Insistió en llevar mis cosas. Atravesamos el corredor, después subimos por una espléndida escalera de caracol, y a continuación recorrimos otro largo pasadizo […]. Al llegar al final, el conde abrió de par en par
una pesada puerta y me alegró ver una habitación bien iluminada, en la que había una mesa dispuesta para cenar […].

-Tome asiento, se lo ruego, y cene cuanto quiera. Confío en que sabrá disculparme por no acompañarlo pero ya he cenado a media tarde y no suelo tomar nada a estas horas. […]

Entonces tuve oportunidad de observarlo […]. Su rostro era marcadamente aguileño, de nariz delgada con el puente muy alto y las aletas arqueadas de una forma muy peculiar; la frente era alta y abombada y los cabellos, escasos en las sienes, eran abundantes en el resto de la cabeza.
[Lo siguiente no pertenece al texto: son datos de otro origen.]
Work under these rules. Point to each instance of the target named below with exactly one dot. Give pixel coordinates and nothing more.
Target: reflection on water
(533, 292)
Sus cejas, muy pobladas, casi se unían por encima de la nariz y eran tan espesas que parecían rizarse por su misma abundancia. La boca, a juzgar por lo que se podía ver, era firme y más bien cruel, y sus dientes, particularmente blancos y afilados, sobresalían de los labios, cuya rubicundez denotaba una vitalidad asombrosa para un hombre de su edad. Por lo demás, sus orejas eran pálidas y extremadamente puntiagudas; el mentón era ancho y fuerte, y las mejillas, firmes, aunque hundidas.
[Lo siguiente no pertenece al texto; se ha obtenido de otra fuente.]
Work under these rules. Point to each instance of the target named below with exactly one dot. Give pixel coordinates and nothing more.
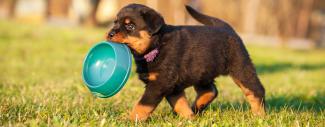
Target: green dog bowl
(106, 68)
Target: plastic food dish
(106, 68)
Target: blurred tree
(58, 8)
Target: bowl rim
(86, 58)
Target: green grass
(40, 85)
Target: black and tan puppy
(172, 58)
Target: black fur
(193, 55)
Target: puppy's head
(134, 26)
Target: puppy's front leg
(147, 104)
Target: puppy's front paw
(136, 116)
(141, 112)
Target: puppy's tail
(207, 20)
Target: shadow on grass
(277, 103)
(278, 67)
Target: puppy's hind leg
(206, 92)
(246, 78)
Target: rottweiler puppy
(171, 58)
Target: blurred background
(43, 44)
(293, 23)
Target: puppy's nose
(111, 34)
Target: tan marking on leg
(141, 112)
(257, 105)
(204, 99)
(183, 109)
(152, 76)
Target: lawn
(41, 84)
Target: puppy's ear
(153, 20)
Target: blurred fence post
(7, 8)
(250, 14)
(303, 19)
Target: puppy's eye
(130, 26)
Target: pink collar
(151, 55)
La impresión general que daba era de una palidez extraordinaria. […] el dorso de sus manos, apoyadas sobre las rodillas, y a la luz de la lumbre me habían parecido blancas y finas. Pero al verlas de cerca, pude comprobar que eran bastas, con dedos cortos y gruesos. Y por extraño que pueda parecer, había vello en el centro de las palmas. Las uñas eran largas y finas, y estaban afiladas.

Al inclinarse el conde hacia mí y rozarme sus manos, no pude reprimir un escalofrío. Tal vez fuese la fetidez de su aliento, pero lo cierto es que me invadió una horrible sensación de náusea que no pude disimular por mucho que intenté”.